If I am so cut and dry about my attachment to the cello, it will affect my approach. I noticed some of that today. It reflects in my mannerisms. It’s nice. Every word I write seems to translate to a physical idiosyncrasy. It’s kind of my dream. As much as I’ve enjoyed/loved writing in spaces like this over the years, I never saw an absolutely direct translation to my music. There are undoubtedly indirect correlations, which I’ve adored. It’s been possibly my chief method of improvement as a cellist – growing as a human being.

So with improvements on two fronts, will I again butt up with my usual problem of combining them? Does it take the wisdom of the ages and the patience of Job to handle 2 sources of growth in one moment? What seems to be a possibility is that endeavoring on only one of those is not sustainable as a manner of living. The undone one will always end up undermining the done. If I play the cello well but eat poorly, the ease and naturalness with the instrument will eventually revert under the pressure. If I eat well but play the cello unsuccessfully, the well-balanced eating will eventually fall away.

clammed

I know what was bugging George Michael. That voice. That voice from One More Try. It was golden. He could make any sound he wanted. He could evoke any emotion. And of course he was quite good looking. There were probably other exceptional aspects of his early adulthood. These things are not easy to see decay. Maybe the higher you fly, the harder is the fall. You need special people to guide you through the dark and unending mist of aging/growing. I have had many such guides. Even one lovely one who informed me that South Americans and Europeans find bald men sexy.

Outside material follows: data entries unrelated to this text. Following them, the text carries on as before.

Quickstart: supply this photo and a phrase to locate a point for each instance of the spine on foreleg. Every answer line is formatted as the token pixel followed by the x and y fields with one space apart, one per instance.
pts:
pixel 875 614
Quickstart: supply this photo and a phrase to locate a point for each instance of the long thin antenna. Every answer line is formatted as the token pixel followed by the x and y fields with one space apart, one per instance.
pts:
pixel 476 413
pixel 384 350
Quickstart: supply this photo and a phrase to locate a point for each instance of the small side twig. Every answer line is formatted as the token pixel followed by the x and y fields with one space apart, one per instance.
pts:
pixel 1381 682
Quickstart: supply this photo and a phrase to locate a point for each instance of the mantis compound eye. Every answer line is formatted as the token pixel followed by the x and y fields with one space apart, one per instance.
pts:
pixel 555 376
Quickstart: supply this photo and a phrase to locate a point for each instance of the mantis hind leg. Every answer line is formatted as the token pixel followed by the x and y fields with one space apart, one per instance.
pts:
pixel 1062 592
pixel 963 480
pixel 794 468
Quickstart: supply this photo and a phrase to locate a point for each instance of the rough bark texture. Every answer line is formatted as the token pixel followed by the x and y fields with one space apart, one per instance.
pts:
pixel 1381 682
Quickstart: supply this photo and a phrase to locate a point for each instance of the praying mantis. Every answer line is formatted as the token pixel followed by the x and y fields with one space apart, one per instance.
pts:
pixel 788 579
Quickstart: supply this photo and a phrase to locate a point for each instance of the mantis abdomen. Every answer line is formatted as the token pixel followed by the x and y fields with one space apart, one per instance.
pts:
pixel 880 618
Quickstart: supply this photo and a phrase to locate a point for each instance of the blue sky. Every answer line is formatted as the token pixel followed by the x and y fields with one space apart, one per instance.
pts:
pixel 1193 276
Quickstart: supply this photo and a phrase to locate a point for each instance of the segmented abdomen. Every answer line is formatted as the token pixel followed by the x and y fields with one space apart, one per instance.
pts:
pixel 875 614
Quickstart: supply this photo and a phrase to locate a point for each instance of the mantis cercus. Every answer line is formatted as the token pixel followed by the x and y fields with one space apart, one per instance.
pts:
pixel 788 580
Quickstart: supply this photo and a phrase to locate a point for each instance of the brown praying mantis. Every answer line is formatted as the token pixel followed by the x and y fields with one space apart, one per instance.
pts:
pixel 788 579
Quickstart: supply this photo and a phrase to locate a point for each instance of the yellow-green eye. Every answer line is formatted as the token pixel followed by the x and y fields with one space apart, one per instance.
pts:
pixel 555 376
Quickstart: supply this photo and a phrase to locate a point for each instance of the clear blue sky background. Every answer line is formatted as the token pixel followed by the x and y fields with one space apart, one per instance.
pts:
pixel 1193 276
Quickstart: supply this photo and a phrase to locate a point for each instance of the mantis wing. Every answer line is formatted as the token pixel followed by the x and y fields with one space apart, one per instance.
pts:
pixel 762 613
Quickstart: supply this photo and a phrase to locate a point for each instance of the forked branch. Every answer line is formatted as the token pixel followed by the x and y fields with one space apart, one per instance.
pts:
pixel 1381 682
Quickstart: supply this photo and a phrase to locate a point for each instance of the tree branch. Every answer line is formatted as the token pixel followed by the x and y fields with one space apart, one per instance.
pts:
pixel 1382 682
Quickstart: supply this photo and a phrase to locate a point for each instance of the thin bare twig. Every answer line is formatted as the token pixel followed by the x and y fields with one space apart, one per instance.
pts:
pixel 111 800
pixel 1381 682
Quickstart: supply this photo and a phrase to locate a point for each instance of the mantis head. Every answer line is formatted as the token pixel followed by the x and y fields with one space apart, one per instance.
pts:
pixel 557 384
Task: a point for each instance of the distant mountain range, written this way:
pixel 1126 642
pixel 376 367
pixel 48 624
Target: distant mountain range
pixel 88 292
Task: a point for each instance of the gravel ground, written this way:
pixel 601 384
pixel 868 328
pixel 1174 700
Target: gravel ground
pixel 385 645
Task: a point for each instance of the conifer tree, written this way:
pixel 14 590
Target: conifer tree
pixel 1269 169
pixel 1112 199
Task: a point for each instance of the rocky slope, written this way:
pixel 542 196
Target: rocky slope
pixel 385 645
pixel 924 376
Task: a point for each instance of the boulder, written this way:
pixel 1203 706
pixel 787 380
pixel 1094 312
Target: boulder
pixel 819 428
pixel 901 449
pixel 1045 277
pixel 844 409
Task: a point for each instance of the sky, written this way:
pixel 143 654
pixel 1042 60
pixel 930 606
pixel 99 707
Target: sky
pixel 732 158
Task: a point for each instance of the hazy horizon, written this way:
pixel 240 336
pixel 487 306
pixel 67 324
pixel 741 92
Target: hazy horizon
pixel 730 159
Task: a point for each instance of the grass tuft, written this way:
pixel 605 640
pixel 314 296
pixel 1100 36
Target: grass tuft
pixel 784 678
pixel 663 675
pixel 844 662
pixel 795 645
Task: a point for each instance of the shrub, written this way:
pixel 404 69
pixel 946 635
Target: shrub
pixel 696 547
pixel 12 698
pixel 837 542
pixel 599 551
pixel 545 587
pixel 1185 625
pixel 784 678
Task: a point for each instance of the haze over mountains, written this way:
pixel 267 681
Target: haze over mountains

I can’t forget the feeling of wanting to hang it up. It may be my only hope. When all is lost, you will see the light shining like a tiny dot in the distance. When all expectations are gone, I stop the perpetual block. The block of judgment. The block of ranking. It seemed my friend Monica was gaining that sort of release and wisdom when we played together last season and recently. Maybe you have to play like you don’t care. Maybe I have to do that with more urgency that some others who are physically stronger. There have been other physiological issues in my life that seem to have forced me to live a bit cleaner and wiser than some others. Like I said in the last blog, pain and suffering have been important teachers for me. And it’s not for altruism’s sake. I see the writing on the Wall of Mortality. And I am constantly playing catch-up. More wisdom from another confidante. That life is not stacked in our favor. Which seems to apply to many subjects. On the other hand, we should be feeling lucky that we have the option at least to contemplate and grow. Moreso than the rest of the animal kingdom.